Our protocol is based on the results of a narrative review and several expert meetings without strict methodological approach. Furthermore, multiple US systems and machines are currently available and a standard setting may not be achieved. Our purpose was to provide a broad vision to suggest some basic settings rather than a rigid and dogmatic standard. Finally, US measurements are dependent on the operator’s experience and skills. In case of clinical uncertainty, a more objective diagnostic investigation (e.g., computed tomography if rapid/urgent assessment is needed or magnetic resonance imaging in more stable cases) should be performed.

Conclusion

The noninvasive measurement of ICP remains an important element of scientific debate and the role of ONSD in this field is more and more promising. However, ONSD measurements are often not accurate, as a number of artifacts can affect them.
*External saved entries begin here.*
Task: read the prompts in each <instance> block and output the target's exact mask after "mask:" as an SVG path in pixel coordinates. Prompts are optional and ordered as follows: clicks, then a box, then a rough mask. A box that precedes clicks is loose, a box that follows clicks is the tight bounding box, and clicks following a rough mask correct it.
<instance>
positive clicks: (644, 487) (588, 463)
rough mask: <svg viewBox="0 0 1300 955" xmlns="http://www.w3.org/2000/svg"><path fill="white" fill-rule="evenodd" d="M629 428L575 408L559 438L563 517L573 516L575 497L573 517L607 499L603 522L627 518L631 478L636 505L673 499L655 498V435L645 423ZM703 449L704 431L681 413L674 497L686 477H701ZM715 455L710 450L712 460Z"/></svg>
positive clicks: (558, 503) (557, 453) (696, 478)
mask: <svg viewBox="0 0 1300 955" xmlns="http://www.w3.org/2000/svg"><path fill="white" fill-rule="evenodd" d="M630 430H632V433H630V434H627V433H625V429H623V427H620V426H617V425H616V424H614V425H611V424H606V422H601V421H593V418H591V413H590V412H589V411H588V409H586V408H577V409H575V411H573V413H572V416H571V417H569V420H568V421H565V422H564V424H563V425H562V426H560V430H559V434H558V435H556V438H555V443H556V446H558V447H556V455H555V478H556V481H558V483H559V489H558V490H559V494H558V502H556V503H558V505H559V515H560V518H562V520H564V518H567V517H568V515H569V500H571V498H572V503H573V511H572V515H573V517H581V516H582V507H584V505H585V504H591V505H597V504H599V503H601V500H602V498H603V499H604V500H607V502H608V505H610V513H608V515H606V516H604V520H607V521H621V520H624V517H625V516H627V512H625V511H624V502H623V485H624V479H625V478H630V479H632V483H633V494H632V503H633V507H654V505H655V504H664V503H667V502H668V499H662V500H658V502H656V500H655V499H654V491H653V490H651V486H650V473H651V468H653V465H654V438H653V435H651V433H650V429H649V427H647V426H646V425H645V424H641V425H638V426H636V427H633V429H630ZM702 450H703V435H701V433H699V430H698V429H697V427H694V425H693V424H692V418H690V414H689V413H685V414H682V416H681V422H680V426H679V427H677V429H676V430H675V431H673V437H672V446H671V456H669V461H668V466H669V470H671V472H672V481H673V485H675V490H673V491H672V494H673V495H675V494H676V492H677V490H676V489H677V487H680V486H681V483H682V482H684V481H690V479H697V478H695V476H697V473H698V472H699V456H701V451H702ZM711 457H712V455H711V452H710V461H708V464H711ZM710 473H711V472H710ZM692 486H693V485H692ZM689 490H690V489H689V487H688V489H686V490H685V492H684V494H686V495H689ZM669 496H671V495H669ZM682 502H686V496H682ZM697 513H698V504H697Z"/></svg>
We propose the CLOSED protocol as a guide to minimize the occurrence of such artifacts enabling safer, more reliable, and accurate measurements. Color Doppler use could be proposed as a new standard of care for ONSD evaluation. Of course, clinical studies are needed to prove feasibility, applicability, and safety of the CLOSED protocol to test sensitivity, specificity, and overall accuracy compared with a standard technique not including color Doppler visualization of the CRA.